To hear what an indri’s song sounds like, give this link a gander: https://www.youtube.com/watch?v=4d3vFI5UpIc
In some ways the indri is one of the most advanced lemurs, and the natives of Madagascar treat it as a sacred animal. In local mythology, the indris and humans have close relationships. One myth tells the story of two brothers, long ago. One brother decided to leave the forest and cultivate the land, and he became the first human; the other brother stayed in the forest and the trees, and became the first indri. The myth says that the indris sing as a form of mourning for their long-lost brothers who left the forest.
And if that isn’t wonderful enough, the Malagasy people also believe that the indris worship the sun, much as a human would worship a god. There is a surprising amount of truth to this idea. Every morning when the sun rises, an indri will face it and sit cross-legged, back straight, palms in its lap or facing up, and watch the sun with eyes half-closed, the very image of a human in meditation.
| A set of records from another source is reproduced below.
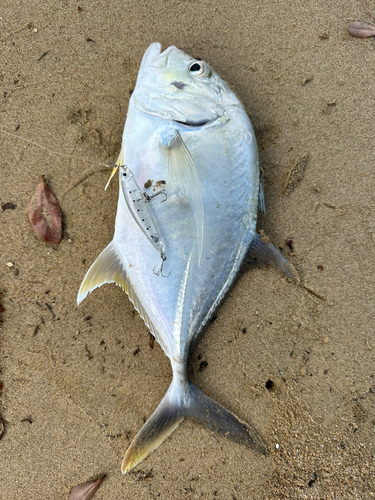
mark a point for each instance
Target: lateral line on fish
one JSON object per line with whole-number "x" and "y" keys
{"x": 180, "y": 301}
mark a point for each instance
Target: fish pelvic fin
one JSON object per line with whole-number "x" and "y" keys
{"x": 188, "y": 401}
{"x": 262, "y": 253}
{"x": 106, "y": 269}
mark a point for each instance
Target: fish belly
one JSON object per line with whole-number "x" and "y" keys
{"x": 225, "y": 155}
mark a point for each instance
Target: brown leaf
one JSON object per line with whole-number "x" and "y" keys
{"x": 44, "y": 214}
{"x": 361, "y": 30}
{"x": 85, "y": 491}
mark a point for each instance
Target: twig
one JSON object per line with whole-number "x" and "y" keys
{"x": 368, "y": 10}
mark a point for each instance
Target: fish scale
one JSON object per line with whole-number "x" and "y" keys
{"x": 186, "y": 127}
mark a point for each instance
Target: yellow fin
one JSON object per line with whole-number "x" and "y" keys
{"x": 109, "y": 268}
{"x": 106, "y": 269}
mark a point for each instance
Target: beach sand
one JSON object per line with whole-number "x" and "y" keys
{"x": 295, "y": 360}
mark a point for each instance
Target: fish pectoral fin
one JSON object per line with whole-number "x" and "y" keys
{"x": 158, "y": 427}
{"x": 183, "y": 172}
{"x": 119, "y": 162}
{"x": 106, "y": 269}
{"x": 262, "y": 253}
{"x": 261, "y": 200}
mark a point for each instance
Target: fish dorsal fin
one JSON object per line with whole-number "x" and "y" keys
{"x": 183, "y": 172}
{"x": 108, "y": 268}
{"x": 119, "y": 162}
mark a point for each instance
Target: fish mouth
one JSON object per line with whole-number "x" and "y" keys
{"x": 200, "y": 123}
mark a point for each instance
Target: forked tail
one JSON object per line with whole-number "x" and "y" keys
{"x": 188, "y": 401}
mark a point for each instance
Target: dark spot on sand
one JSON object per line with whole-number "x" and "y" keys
{"x": 202, "y": 366}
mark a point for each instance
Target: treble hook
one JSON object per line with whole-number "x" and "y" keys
{"x": 148, "y": 198}
{"x": 160, "y": 272}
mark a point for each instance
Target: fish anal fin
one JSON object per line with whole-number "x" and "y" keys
{"x": 262, "y": 253}
{"x": 183, "y": 172}
{"x": 107, "y": 268}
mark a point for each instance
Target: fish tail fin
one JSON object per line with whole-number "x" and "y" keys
{"x": 224, "y": 422}
{"x": 158, "y": 427}
{"x": 183, "y": 401}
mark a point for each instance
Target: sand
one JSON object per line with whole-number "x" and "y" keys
{"x": 298, "y": 362}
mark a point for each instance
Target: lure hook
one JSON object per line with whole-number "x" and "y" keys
{"x": 148, "y": 198}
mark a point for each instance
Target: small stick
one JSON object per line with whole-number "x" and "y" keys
{"x": 368, "y": 10}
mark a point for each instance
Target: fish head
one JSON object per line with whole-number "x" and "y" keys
{"x": 177, "y": 87}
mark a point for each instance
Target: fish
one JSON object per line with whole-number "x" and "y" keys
{"x": 187, "y": 138}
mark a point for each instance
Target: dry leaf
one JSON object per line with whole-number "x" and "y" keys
{"x": 85, "y": 491}
{"x": 45, "y": 214}
{"x": 361, "y": 30}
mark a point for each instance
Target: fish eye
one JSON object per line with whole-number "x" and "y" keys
{"x": 195, "y": 67}
{"x": 199, "y": 69}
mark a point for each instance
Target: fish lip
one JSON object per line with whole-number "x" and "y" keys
{"x": 199, "y": 124}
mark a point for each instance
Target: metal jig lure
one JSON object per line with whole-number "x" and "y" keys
{"x": 137, "y": 204}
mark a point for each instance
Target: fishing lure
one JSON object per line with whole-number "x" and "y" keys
{"x": 137, "y": 203}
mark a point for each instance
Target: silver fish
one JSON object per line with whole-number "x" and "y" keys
{"x": 186, "y": 128}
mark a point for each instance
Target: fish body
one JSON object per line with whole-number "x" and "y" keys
{"x": 188, "y": 133}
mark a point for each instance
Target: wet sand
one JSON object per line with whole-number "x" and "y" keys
{"x": 296, "y": 361}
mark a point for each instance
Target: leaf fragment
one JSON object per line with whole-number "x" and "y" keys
{"x": 361, "y": 29}
{"x": 44, "y": 214}
{"x": 85, "y": 491}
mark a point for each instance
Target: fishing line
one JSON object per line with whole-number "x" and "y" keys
{"x": 85, "y": 174}
{"x": 56, "y": 152}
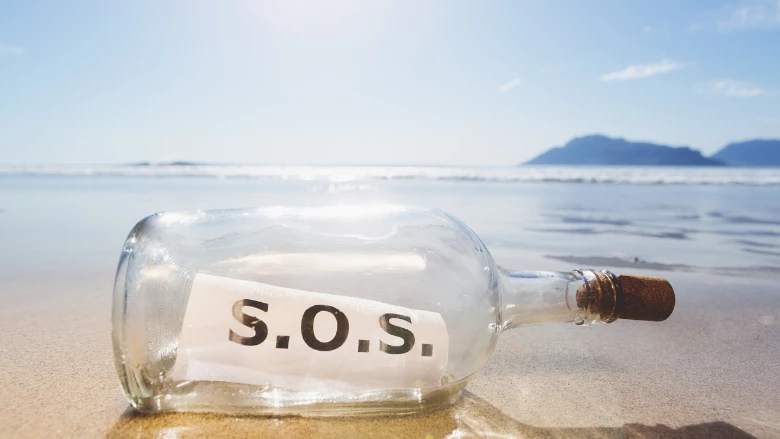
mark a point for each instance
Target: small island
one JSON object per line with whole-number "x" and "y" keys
{"x": 603, "y": 150}
{"x": 758, "y": 152}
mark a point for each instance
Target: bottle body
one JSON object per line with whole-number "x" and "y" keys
{"x": 337, "y": 310}
{"x": 418, "y": 259}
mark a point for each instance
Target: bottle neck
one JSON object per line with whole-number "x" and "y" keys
{"x": 540, "y": 297}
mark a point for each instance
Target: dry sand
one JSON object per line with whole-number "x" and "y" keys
{"x": 711, "y": 370}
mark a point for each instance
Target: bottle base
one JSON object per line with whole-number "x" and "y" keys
{"x": 220, "y": 397}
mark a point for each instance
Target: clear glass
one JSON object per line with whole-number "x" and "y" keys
{"x": 413, "y": 257}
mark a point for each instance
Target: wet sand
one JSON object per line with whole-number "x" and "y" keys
{"x": 709, "y": 371}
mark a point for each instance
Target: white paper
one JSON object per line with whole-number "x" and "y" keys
{"x": 206, "y": 352}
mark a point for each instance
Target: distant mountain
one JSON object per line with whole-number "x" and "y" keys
{"x": 603, "y": 150}
{"x": 759, "y": 152}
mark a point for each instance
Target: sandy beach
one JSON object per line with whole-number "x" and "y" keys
{"x": 709, "y": 371}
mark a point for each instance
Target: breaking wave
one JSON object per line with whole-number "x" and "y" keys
{"x": 522, "y": 174}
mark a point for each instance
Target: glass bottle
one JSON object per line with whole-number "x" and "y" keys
{"x": 337, "y": 310}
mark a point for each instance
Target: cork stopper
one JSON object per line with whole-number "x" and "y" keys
{"x": 644, "y": 298}
{"x": 626, "y": 296}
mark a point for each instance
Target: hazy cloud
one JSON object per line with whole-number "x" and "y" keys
{"x": 736, "y": 89}
{"x": 512, "y": 83}
{"x": 743, "y": 15}
{"x": 7, "y": 49}
{"x": 637, "y": 71}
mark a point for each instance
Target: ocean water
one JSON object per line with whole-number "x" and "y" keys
{"x": 713, "y": 221}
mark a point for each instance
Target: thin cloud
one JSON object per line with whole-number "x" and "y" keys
{"x": 638, "y": 71}
{"x": 736, "y": 89}
{"x": 742, "y": 15}
{"x": 7, "y": 49}
{"x": 512, "y": 83}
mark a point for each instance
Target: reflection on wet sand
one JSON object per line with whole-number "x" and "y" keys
{"x": 470, "y": 417}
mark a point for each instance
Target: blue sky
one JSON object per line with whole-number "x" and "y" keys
{"x": 397, "y": 82}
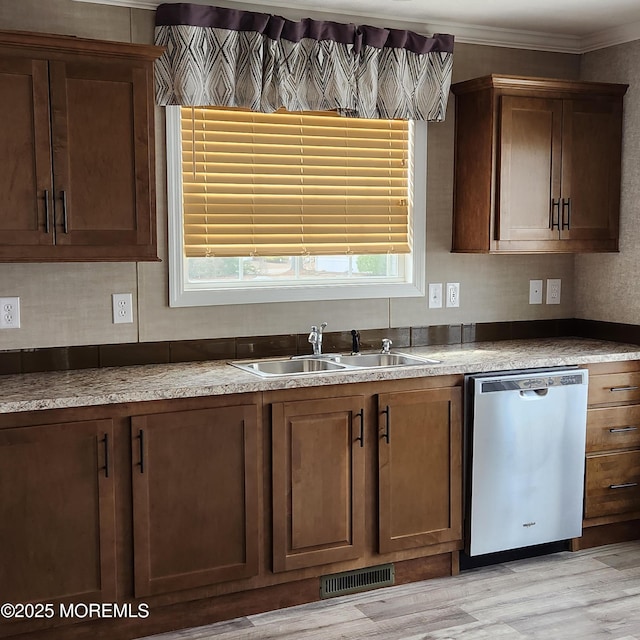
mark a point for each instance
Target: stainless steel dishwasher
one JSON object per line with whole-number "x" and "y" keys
{"x": 527, "y": 449}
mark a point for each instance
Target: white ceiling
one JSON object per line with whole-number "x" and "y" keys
{"x": 557, "y": 25}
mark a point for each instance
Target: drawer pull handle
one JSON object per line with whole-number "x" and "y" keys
{"x": 387, "y": 434}
{"x": 624, "y": 485}
{"x": 360, "y": 438}
{"x": 140, "y": 437}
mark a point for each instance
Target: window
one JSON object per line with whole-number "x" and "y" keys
{"x": 284, "y": 206}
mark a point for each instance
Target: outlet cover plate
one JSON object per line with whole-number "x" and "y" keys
{"x": 122, "y": 305}
{"x": 554, "y": 286}
{"x": 9, "y": 313}
{"x": 535, "y": 291}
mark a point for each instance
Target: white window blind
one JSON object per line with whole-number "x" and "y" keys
{"x": 286, "y": 184}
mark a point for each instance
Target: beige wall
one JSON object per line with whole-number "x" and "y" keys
{"x": 69, "y": 304}
{"x": 608, "y": 286}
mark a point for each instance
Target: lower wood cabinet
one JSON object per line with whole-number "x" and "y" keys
{"x": 319, "y": 446}
{"x": 612, "y": 470}
{"x": 420, "y": 468}
{"x": 195, "y": 498}
{"x": 318, "y": 481}
{"x": 57, "y": 517}
{"x": 612, "y": 484}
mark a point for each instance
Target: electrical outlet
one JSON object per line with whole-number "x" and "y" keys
{"x": 122, "y": 308}
{"x": 553, "y": 290}
{"x": 453, "y": 294}
{"x": 435, "y": 295}
{"x": 9, "y": 313}
{"x": 535, "y": 291}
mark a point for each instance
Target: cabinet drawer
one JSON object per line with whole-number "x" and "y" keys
{"x": 614, "y": 388}
{"x": 612, "y": 484}
{"x": 613, "y": 428}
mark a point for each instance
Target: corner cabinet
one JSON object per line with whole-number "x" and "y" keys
{"x": 537, "y": 165}
{"x": 77, "y": 142}
{"x": 57, "y": 514}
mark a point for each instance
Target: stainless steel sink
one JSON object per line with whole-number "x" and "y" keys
{"x": 280, "y": 367}
{"x": 270, "y": 367}
{"x": 369, "y": 360}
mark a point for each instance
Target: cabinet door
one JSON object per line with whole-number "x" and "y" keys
{"x": 25, "y": 179}
{"x": 318, "y": 482}
{"x": 102, "y": 143}
{"x": 591, "y": 152}
{"x": 195, "y": 490}
{"x": 57, "y": 518}
{"x": 530, "y": 168}
{"x": 420, "y": 468}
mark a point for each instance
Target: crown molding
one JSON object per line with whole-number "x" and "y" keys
{"x": 464, "y": 33}
{"x": 611, "y": 37}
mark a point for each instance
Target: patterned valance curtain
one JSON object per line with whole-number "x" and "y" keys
{"x": 229, "y": 58}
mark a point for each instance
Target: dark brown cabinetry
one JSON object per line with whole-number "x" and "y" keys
{"x": 76, "y": 137}
{"x": 195, "y": 492}
{"x": 420, "y": 468}
{"x": 318, "y": 482}
{"x": 537, "y": 165}
{"x": 57, "y": 516}
{"x": 320, "y": 491}
{"x": 612, "y": 475}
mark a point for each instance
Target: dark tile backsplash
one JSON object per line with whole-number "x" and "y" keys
{"x": 113, "y": 355}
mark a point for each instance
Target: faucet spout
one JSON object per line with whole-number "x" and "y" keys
{"x": 355, "y": 342}
{"x": 315, "y": 338}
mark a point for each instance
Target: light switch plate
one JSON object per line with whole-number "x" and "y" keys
{"x": 435, "y": 295}
{"x": 453, "y": 294}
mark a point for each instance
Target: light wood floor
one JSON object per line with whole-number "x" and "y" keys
{"x": 585, "y": 595}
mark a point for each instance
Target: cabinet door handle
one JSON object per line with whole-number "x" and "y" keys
{"x": 47, "y": 226}
{"x": 566, "y": 204}
{"x": 387, "y": 434}
{"x": 360, "y": 438}
{"x": 65, "y": 225}
{"x": 105, "y": 442}
{"x": 555, "y": 203}
{"x": 624, "y": 485}
{"x": 140, "y": 437}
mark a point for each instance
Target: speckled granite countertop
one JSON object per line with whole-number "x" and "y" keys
{"x": 92, "y": 387}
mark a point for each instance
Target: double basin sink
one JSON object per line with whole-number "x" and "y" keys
{"x": 270, "y": 367}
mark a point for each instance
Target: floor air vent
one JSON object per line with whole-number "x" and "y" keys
{"x": 339, "y": 584}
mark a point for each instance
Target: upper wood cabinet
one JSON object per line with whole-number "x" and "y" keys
{"x": 537, "y": 165}
{"x": 77, "y": 147}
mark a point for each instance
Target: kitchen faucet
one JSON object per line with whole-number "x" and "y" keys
{"x": 355, "y": 342}
{"x": 315, "y": 338}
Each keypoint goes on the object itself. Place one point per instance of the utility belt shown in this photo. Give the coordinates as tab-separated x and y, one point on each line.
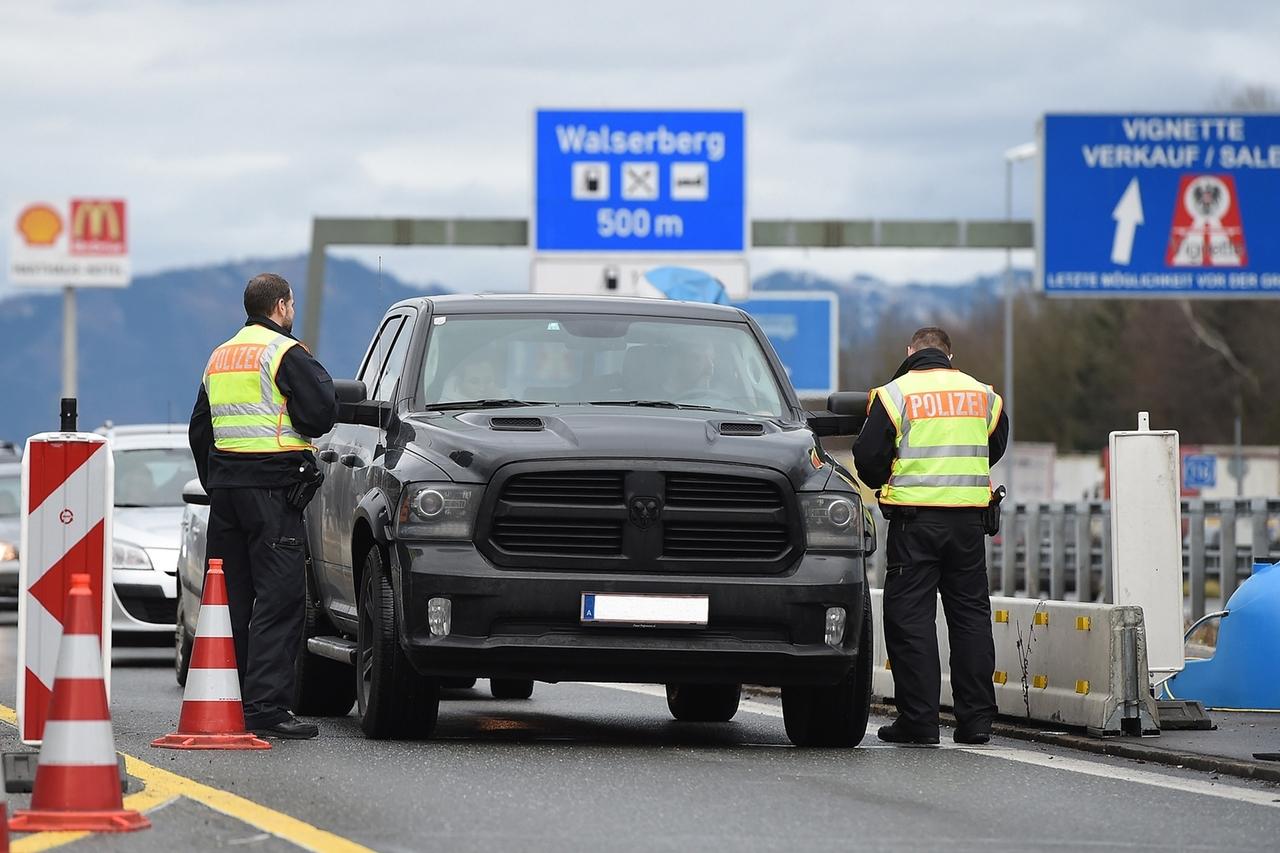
988	515
309	479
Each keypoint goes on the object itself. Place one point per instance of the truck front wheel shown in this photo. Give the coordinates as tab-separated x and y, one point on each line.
833	716
394	701
321	688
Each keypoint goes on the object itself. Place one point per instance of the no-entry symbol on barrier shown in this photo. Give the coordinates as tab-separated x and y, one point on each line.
1207	227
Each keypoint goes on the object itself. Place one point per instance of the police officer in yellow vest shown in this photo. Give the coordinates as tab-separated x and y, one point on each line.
928	443
260	398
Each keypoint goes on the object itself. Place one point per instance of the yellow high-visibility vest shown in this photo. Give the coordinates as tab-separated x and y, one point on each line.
248	411
944	419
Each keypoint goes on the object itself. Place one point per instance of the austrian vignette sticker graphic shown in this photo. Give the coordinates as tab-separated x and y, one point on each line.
97	227
40	224
1207	228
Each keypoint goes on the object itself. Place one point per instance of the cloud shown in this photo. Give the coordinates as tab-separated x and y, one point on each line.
231	124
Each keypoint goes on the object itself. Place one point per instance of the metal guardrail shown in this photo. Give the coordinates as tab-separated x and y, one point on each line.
1221	539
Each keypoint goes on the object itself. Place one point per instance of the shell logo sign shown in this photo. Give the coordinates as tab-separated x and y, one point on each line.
77	242
40	224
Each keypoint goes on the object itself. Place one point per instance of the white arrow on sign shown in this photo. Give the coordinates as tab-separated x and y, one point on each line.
1128	215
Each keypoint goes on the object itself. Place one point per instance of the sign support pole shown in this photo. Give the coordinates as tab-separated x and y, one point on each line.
69	356
1011	473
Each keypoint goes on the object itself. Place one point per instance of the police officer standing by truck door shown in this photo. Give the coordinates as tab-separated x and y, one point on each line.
261	396
928	443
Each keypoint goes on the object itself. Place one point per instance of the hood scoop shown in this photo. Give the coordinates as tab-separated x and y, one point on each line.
517	424
741	428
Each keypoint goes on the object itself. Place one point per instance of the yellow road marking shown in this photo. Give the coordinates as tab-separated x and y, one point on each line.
163	787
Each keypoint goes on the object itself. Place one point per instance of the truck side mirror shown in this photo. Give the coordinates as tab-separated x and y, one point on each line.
195	493
350	391
845	415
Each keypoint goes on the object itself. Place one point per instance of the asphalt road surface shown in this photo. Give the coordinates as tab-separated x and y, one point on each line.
599	767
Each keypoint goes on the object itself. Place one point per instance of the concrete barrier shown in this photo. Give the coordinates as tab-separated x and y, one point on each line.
1061	662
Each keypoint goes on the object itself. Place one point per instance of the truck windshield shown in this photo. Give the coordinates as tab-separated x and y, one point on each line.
600	360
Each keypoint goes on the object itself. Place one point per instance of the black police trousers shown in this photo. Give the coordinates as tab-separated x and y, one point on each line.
260	541
928	552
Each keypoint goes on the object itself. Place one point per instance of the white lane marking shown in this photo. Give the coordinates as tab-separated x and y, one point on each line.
1221	790
1141	776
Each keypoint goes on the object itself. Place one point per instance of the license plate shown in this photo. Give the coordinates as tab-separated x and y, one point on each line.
644	609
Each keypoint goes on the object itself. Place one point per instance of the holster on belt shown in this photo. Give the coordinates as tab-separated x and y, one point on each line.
991	515
309	483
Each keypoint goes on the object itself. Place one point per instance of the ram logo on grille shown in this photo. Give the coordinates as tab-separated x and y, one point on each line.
644	511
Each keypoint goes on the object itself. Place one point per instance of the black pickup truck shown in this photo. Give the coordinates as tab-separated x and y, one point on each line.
584	488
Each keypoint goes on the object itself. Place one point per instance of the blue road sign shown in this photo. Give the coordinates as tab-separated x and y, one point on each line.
804	329
1200	471
631	181
1160	205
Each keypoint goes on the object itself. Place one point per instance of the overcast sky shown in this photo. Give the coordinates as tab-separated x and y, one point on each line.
229	124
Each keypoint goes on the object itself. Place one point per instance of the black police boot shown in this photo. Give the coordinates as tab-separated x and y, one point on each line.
291	729
899	733
974	737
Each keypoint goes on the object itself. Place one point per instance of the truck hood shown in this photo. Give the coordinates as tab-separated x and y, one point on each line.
469	450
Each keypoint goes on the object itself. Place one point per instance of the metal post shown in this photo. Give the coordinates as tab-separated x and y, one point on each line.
1032	536
1196	559
67	415
1226	568
1239	451
69	342
1010	474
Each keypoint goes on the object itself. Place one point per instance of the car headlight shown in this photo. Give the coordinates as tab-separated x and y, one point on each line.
832	520
126	555
438	511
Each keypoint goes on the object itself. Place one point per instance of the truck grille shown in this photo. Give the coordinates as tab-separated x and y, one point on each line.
640	520
716	491
722	541
597	538
566	487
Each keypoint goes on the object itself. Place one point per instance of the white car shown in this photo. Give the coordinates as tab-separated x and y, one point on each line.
152	463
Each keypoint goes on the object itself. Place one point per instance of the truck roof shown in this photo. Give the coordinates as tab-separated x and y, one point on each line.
538	302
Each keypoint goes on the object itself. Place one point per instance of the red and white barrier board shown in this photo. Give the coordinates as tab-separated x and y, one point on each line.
67	488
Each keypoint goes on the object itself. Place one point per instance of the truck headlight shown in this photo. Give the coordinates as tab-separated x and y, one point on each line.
126	555
438	511
832	520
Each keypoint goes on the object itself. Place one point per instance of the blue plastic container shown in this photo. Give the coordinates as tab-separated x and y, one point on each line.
1244	671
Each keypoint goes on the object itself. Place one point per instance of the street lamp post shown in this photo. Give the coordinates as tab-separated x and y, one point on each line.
1013	155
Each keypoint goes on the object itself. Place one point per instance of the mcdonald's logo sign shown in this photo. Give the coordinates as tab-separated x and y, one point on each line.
97	227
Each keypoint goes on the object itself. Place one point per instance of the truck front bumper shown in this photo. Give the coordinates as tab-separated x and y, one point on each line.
762	629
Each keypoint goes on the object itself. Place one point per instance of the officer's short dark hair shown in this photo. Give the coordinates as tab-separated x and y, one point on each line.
263	292
931	336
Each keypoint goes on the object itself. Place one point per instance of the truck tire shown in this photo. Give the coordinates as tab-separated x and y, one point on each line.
321	687
703	702
393	699
833	716
511	688
182	646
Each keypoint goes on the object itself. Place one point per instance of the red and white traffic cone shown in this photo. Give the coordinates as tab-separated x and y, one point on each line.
213	716
78	779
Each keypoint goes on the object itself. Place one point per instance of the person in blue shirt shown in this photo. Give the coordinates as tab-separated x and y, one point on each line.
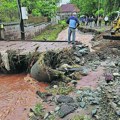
73	24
It is not believed by scientists that indris have enough social organization to actually be worshiping the sun, of course; it is most likely only a coincidental body posture and a desire to warm up in the morning. But it is wonderful all the same, and these strange, knob-tailed lemurs have a lot of surprisingly human-like features for being so far removed from us in the primate group.
Unfortunately, the indri is also endangered, highly threatened by habitat destruction. They do not survive in captivity, and have never been successfully bred, which means that without adequate protection this wonderful creature, and indeed many of the indriids, may someday soon leave our world forever. It is unfortunate that Madagascar combines at the same time such a rich diversity of species and such a lack of environmental protection, due to the material needs of a poverty-stricken society.